Chapitre 2

Le lendemain, je suis venue seule à l'hôpital.

Je voulais encore une fois vérifier l'état des bébés.

Mais au détour d'un couloir, j'ai aperçu deux silhouettes familières.

Adrien tenait Zoéline avec précaution et un regard doux.

Le matin, il avait dit qu'il était occupé à quelque chose dans l'entreprise, mais il s'est avéré qu'il l'accompagnait à la visite de maternité.

J'avais l'impression que mon cœur était frappé de plein fouet par un lourd marteau.

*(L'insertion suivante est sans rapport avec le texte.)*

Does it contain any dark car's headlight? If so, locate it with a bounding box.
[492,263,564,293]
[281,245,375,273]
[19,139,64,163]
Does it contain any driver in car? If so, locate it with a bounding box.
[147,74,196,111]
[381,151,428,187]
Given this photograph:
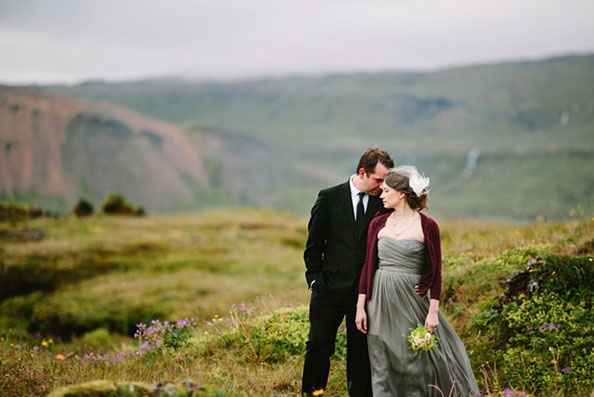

J'avais le cœur tellement brisé que je ne pouvais plus respirer.

Je me suis cachée derrière un pilier et je les ai regardés entrer dans le cabinet.

« Adrien, tu veux vraiment ce bébé ? » a dit Dorian, un ami proche d'Adrien et un médecin de cet hôpital, et j'ai reconnu sa voix.

« C'est sûr, je dois avoir ce bébé. » Le ton d'Adrien était ferme et déterminé.

« Mais comment vas-tu expliquer cela à Fanny ? » Dorian a de nouveau demandé.

Adrien est resté silencieux pendant un moment, puis a lentement pris la parole :

« Fanny ne peut pas avoir d'enfants, alors c'est tout simplement bien, nous trouverons une occasion d'adopter l'enfant après que Zoéline ait accouché. »

« Ce n'est qu'à ce moment-là que cet enfant pourra être mon héritier nominalement. »

En entendant cela, je me suis mise à trembler et j'avais le cœur brisé.

Il s'est avéré qu'il avait prévu cela depuis le début.

Il voulait que j'adopte son enfant avec quelqu'un d'autre.

Je me suis couvert la bouche pour ne pas faire de bruit.

Les larmes ont coulé silencieusement de mes yeux.

A ce moment-là, Zoéline a terminé son examen et est sortie du service de maternité.

« Adrien, est-ce que je te donne du fil à retordre ? » a-t-elle demandé avec précaution, l'air piteux.

« C'est de ma faute, je n'aurais pas dû te parler de la grossesse. »

« Je voulais avorter », a-t-elle dit en sanglotant, « mais le médecin m'a dit que si je le faisais, je n'aurais plus jamais d'autre enfant. »

Adrien lui a tapoté doucement l'épaule, le ton doux. « Ce n'est pas de ta faute, il fallait qu'elle le sache tôt ou tard. »

Zoéline a baissé la tête, la voix étranglée :

« Je sais que Mlle Aubry ne m'aimera pas, mais j'essaierai de lui faire plaisir. »

« Ne t'inquiète pas, quand le bébé sera né, j'irai chez toi en tant que nounou et je m'occuperai d'elle et du bébé. »

A ces mots, Adrien lui a doucement tapoté l'épaule.

« Tu as trop souffert. »

Je les ai regardés et j'avais l'impression que j'allais m'étouffer.

Quelques minutes plus tard, Adrien est allé chercher ses médicaments, laissant Zoéline seule dans le couloir.

Elle a redressé ses vêtements et les coins de sa bouche se sont retroussés en un rictus tandis qu'elle s'avançait lentement vers moi.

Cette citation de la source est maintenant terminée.